Sería muy simplista no considerar, en previsión de lo que podría ser un nuevo orden mundial, los cambios que se producirán en los países o transversalmente en ellos. Las impresionantes manifestaciones antirracistas que se han extendido desde los Estados Unidos al mundo, con fuertes connotaciones de prácticas colonialistas aún presentes en las políticas migratorias de los países europeos, exigirán reformas impresionantes, que se sumarán a otras ya exigidas por la pandemia, como mejores servicios de salud o la ampliación de la esfera pública en cuestiones sociales y culturales. Por otra parte, el agotamiento del neoliberalismo, que ha provocado protestas masivas en países como Chile, Colombia y Ecuador; tenderá a extenderse por toda la región tras la recesión y la llegada del desempleo, en la medida en que las políticas de austeridad miopes no den paso a la inversión pública y a una mayor participación directa del Estado. No puede descartarse que, en algunos países de instituciones frágiles o poco sólidas se produzcan grandes convulsiones sociales, que podrían, o bien apuntar hacia una verdadera democratización de la sociedad, o bien —hay que reconocerlo— despertar anhelos de seguridad y orden con connotaciones fascistas, más allá de las tendencias ya presentes en países como Brasil y Bolivia. Tales transformaciones internas, cuya dirección dependerá, en parte, de la capacidad de articulación de las fuerzas progresistas, no pueden ser ignoradas en el diseño del futuro orden internacional.

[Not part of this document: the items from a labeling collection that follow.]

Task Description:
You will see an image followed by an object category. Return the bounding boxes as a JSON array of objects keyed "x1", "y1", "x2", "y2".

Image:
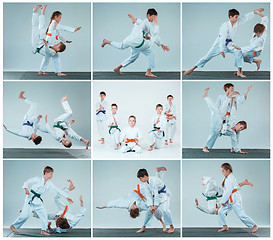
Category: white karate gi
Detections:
[
  {"x1": 241, "y1": 16, "x2": 268, "y2": 63},
  {"x1": 96, "y1": 100, "x2": 108, "y2": 138},
  {"x1": 12, "y1": 177, "x2": 68, "y2": 231},
  {"x1": 196, "y1": 12, "x2": 254, "y2": 68},
  {"x1": 107, "y1": 114, "x2": 120, "y2": 147},
  {"x1": 218, "y1": 173, "x2": 256, "y2": 228},
  {"x1": 164, "y1": 103, "x2": 176, "y2": 140},
  {"x1": 196, "y1": 177, "x2": 223, "y2": 215},
  {"x1": 204, "y1": 97, "x2": 241, "y2": 152},
  {"x1": 143, "y1": 172, "x2": 173, "y2": 225},
  {"x1": 33, "y1": 188, "x2": 86, "y2": 233},
  {"x1": 7, "y1": 98, "x2": 40, "y2": 140},
  {"x1": 120, "y1": 127, "x2": 142, "y2": 153},
  {"x1": 149, "y1": 113, "x2": 167, "y2": 149}
]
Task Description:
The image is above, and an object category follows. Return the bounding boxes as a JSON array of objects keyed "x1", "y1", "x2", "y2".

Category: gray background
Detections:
[
  {"x1": 93, "y1": 160, "x2": 180, "y2": 228},
  {"x1": 93, "y1": 3, "x2": 180, "y2": 71},
  {"x1": 3, "y1": 3, "x2": 91, "y2": 72},
  {"x1": 3, "y1": 81, "x2": 91, "y2": 149},
  {"x1": 182, "y1": 81, "x2": 270, "y2": 149},
  {"x1": 182, "y1": 3, "x2": 270, "y2": 71},
  {"x1": 182, "y1": 160, "x2": 270, "y2": 227},
  {"x1": 3, "y1": 160, "x2": 91, "y2": 228}
]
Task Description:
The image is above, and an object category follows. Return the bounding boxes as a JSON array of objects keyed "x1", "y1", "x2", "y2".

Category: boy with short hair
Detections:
[
  {"x1": 120, "y1": 115, "x2": 142, "y2": 153},
  {"x1": 148, "y1": 104, "x2": 166, "y2": 151},
  {"x1": 184, "y1": 8, "x2": 264, "y2": 78},
  {"x1": 137, "y1": 167, "x2": 174, "y2": 234},
  {"x1": 233, "y1": 12, "x2": 268, "y2": 71},
  {"x1": 164, "y1": 95, "x2": 176, "y2": 145},
  {"x1": 96, "y1": 91, "x2": 108, "y2": 144},
  {"x1": 10, "y1": 166, "x2": 73, "y2": 235},
  {"x1": 3, "y1": 91, "x2": 42, "y2": 145},
  {"x1": 202, "y1": 88, "x2": 247, "y2": 154},
  {"x1": 108, "y1": 103, "x2": 121, "y2": 150}
]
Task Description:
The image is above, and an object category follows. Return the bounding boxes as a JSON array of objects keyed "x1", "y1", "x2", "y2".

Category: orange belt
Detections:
[
  {"x1": 61, "y1": 206, "x2": 68, "y2": 217},
  {"x1": 134, "y1": 184, "x2": 147, "y2": 200},
  {"x1": 229, "y1": 188, "x2": 238, "y2": 203},
  {"x1": 125, "y1": 138, "x2": 139, "y2": 146}
]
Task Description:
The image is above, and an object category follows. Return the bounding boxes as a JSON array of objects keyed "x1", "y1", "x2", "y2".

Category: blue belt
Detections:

En definitiva, en los meses y años venideros los cambios internos y los propios del marco geopolítico mundial interactuarán para que un nuevo orden sustituya al actual. Esto debería tener lugar, en diversos grados, en instituciones oficiales, como las Naciones Unidas, y en instituciones oficiosas, como las diversas "cumbres G", en las que se debaten cuestiones mundiales y se teje un consenso que luego guiará decisiones nacionales e internacionales. Cuestiones como el clima, la pandemia y el empleo estarán en el centro de estos debates. El que se produzcan desde una perspectiva de solidaridad y cooperación o de egoísmo y conflicto dependerá de las formulaciones que puedan hacer los Estados nacionales y los grupos transnacionales, incluida la sociedad civil. Como siempre, la historia sólo plantea los problemas. Depende de los seres humanos, debidamente conectados, resolverlos.
Celso Amorim es el más antiguo Ministro de Relaciones Exteriores de Brasil a la fecha (1993-1994 y 2003-2010). También sirvió como Ministro de Defensa (2011-2014). Amorim permanece activo en la vida académica y como figura pública, habiendo escrito una serie de libros y artículos en materias que van desde la política exterior hasta la cultura.